The Effects of Smoking on Your Teeth and Gums

Article | October 2016

The Effects of Smoking on Your Teeth and Gums

Using tobacco hurts your whole body, including your mouth. It’s one of the biggest risk factors for gum disease.1 The tell-tale signs of tobacco use include receding gums, chronic bad breath, and stained or loose teeth. But more serious problems, such as oral cancer, can be harder to spot.

Don't be a statistic

  • About one in every five U.S. adults smokes.2
  • Smoking is the number one cause of preventable disease and death in the U.S.3 It takes more than 480,000 lives each year. That's one of every five deaths.3

No tobacco is "safe"

Any form of tobacco can cause serious health problems. Chewing tobacco and other smokeless tobacco products contain about 30 cancer-causing chemicals. Health problems linked to smokeless tobacco include:5

  • Addiction. These products have nicotine, which is addictive.
  • Cancer. Tobacco causes lots of types of cancers, including mouth, throat, esophagus, cheek, gum, lip and tongue cancer.
  • Cavities. Chewing tobacco has a lot of sugar, which can erode your tooth enamel.
  • Gum disease. Tobacco's sugars and irritants can cause gum infections. Over time, gum disease can lead to tooth loss.
  • Heart disease. Some forms of smokeless tobacco raise heart rate and blood pressure. This can lead to heart disease and stroke.
  • Precancerous mouth lesions. Chewing tobacco can cause lesions where the chew is placed. These can become cancerous.

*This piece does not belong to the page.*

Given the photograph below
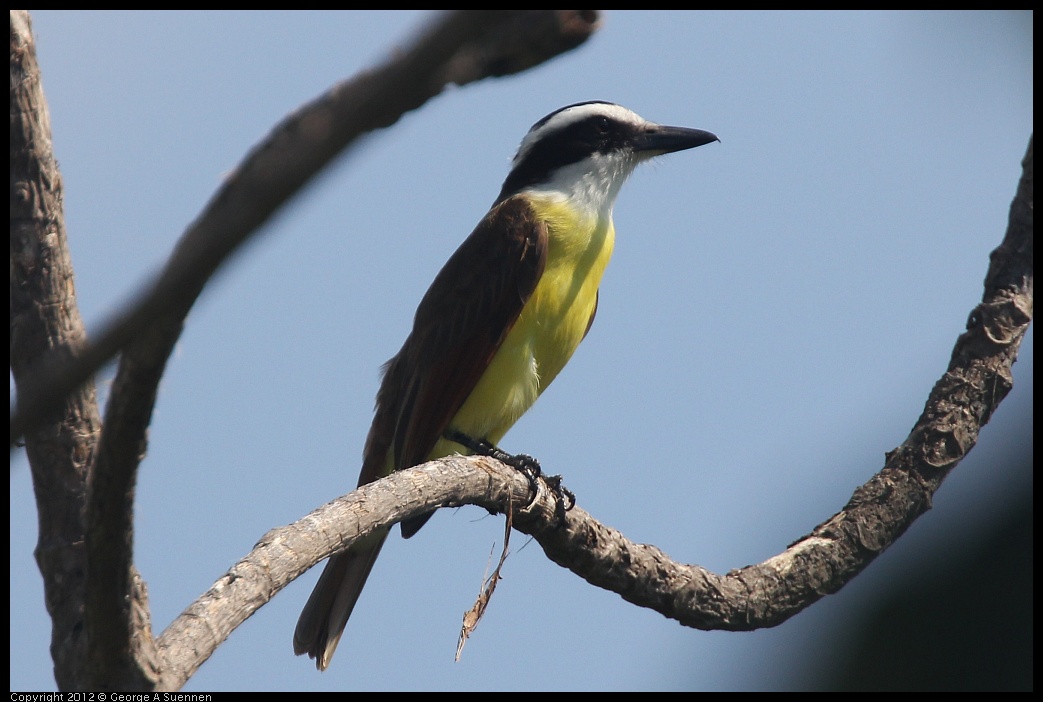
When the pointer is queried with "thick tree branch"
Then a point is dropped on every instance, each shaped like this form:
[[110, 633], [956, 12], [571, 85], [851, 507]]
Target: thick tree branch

The dangers of second-hand smoke

Second-hand smoke has the same harmful chemicals that smokers inhale. It can cause health problems in people who don’t smoke. Children and babies are especially at risk. There's no “safe” level of exposure to second-hand smoke.4

Be a quitter

Quitting is good for your mouth, and your health. It lowers your risk of a heart attack, stroke, or cancer, including oral cancer.6 The benefits of quitting start within minutes, and last a lifetime:

  • Minutes after your last cigarette, your body starts healing.
  • 20 minutes after quitting, your heart rate and blood pressure drop.
  • 12 hours after quitting, the carbon monoxide level in your blood drops to normal.
  • Two weeks to three months after quitting, your blood flow improves and your lungs work better.
  • One year after quitting, your risk of heart disease is half that of a smoker’s.
  • Five years after quitting, your risk of cancer of the mouth, throat, esophagus and bladder are cut in half. Your cervical cancer risk is the same as a nonsmoker's. Your stroke risk can be the same as a nonsmoker's after two to five years.

Ready to kick the habit?

You don’t have to do it alone. Get the help you need to quit smoking for good. Check out these resources for more support and information:

  • If you’re a Cigna customer, visit the myCigna® website for tools and tips to help you quit.
  • Call the national tobacco quitline: 1 (800) QUIT-NOW (1 (800) 784-8669).
  • Use free smartphone, tablet or handheld computer apps, such as the National Cancer Institute’s QuitGuide.
  • Check out internet smoking cessation programs, such as smokefree.gov, which also have chat rooms for extra support.
  • Ask your health care provider for tips, tools, and support.

1Centers for Disease Control and Prevention “Smoking and Tobacco Use” http://www.cdc.gov/tobacco/data_statistics/fact_sheets/adult_data/cig_smoking/ January 2015

2The Oral Cancer Foundation. Retrieved from http://oralcancerfoundation.org/tobacco/#sthash.hejlWzyu.dpuf, June 25, 2015.

3NIH Publication No. 13-1142 September 2013. https://www.nidcr.nih.gov/health-info/gum-disease.

4American Cancer Society, https://www.cancer.org/cancer/cancer-causes/tobacco-and-cancer/secondhand-smoke.html, February 2014.

5Mayo Clinic, “Health risks of chewing tobacco and other forms of smokeless tobacco.” http://www.mayoclinic.org/healthy-lifestyle/quit-smoking/in-depth/chewing-tobacco/art-20047428?pg=2. Accessed August 2, 2015.

6Cancer.org, “Guide to Quit Smoking,” https://www.cancer.org/healthy/stay-away-from-tobacco/guide-quitting-smoking.html, January 2014.

This information is for educational purposes only and is not medical advice. Always consult with your dentist for appropriate examinations, treatment, testing and care recommendations.